04. Female Dolls As Souvenirs
The ancient Gladiator contests were wildly popular across the Roman Empire and were like going to a modern-day football or NFL match (but with more killing!!). Many ordinary citizens loved going to the Colosseum or their local amphitheater to see their favourite fighters in action. Not missing a trick, the venues soon set up gift shops for the crowds to buy merchandise with the gladiators they liked best on. This also included the female fighter who also would have had toy dolls and statues in their honour in these gift shops.
03. Roman Gladiatrix Grave
In 2000, archaeologists found the grave of a young woman near to the site of an old amphitheater in London. When they looked into the grave further, they found it to be filled with valuable trinkets and gladiator themed possessions. They also found remains of expensive food that they believed to have been eaten at a funeral feast in her honour. Adding it all together, they are certain the grave was one of a famous female gladiatrix who must have been well-known and well-loved.
02. Gladiatrices Banned
As suddenly as women had been given permission to compete then it was taken away! In AD 200, Emperor Septimius Severus visited the Olympic Games in Greece and it was after this he banned all women from fighting as gladiators. But what happened in Greece that made him do this? Many think that he was influenced by the decision of the Greeks to ban women from entering the Olympics, which was in place at the time. It is also thought they had had become worried by the effect of women choosing to fight as a career and how this was affecting the views around marriage in Roman society.

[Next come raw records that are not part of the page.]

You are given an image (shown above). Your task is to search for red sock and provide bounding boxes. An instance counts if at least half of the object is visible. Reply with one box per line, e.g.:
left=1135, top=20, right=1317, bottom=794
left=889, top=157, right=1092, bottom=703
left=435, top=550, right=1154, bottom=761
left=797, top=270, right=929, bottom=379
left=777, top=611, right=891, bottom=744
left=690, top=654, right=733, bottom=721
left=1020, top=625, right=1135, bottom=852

01. Female Slaves Given Bad Deal
Many of the women we have described above were free citizens who chose to fight of their own free will. However, as with men, there were also slaves who had been captured by Roman forces and were forced to fight. Female slaves were treated as badly as male ones. Emperor Nero liked to make them hunt wild animals in the arena with only a small pocket knife to defend themselves! The Emperor Domitian preferred to make them fight to the death at night-time with only the barest of illumination to allow them to see the other fighters. All this made it pretty bad to be a female slave forced to fight!
As you can see, the life of female gladiatrices was every bit as bloody, infamous and crazy as their male counterparts. While many fought their way to freedom or fame, many also perished in the heat of battle. While not as well-known as male gladiators, these brave female warriors deserve as much respect and admiration.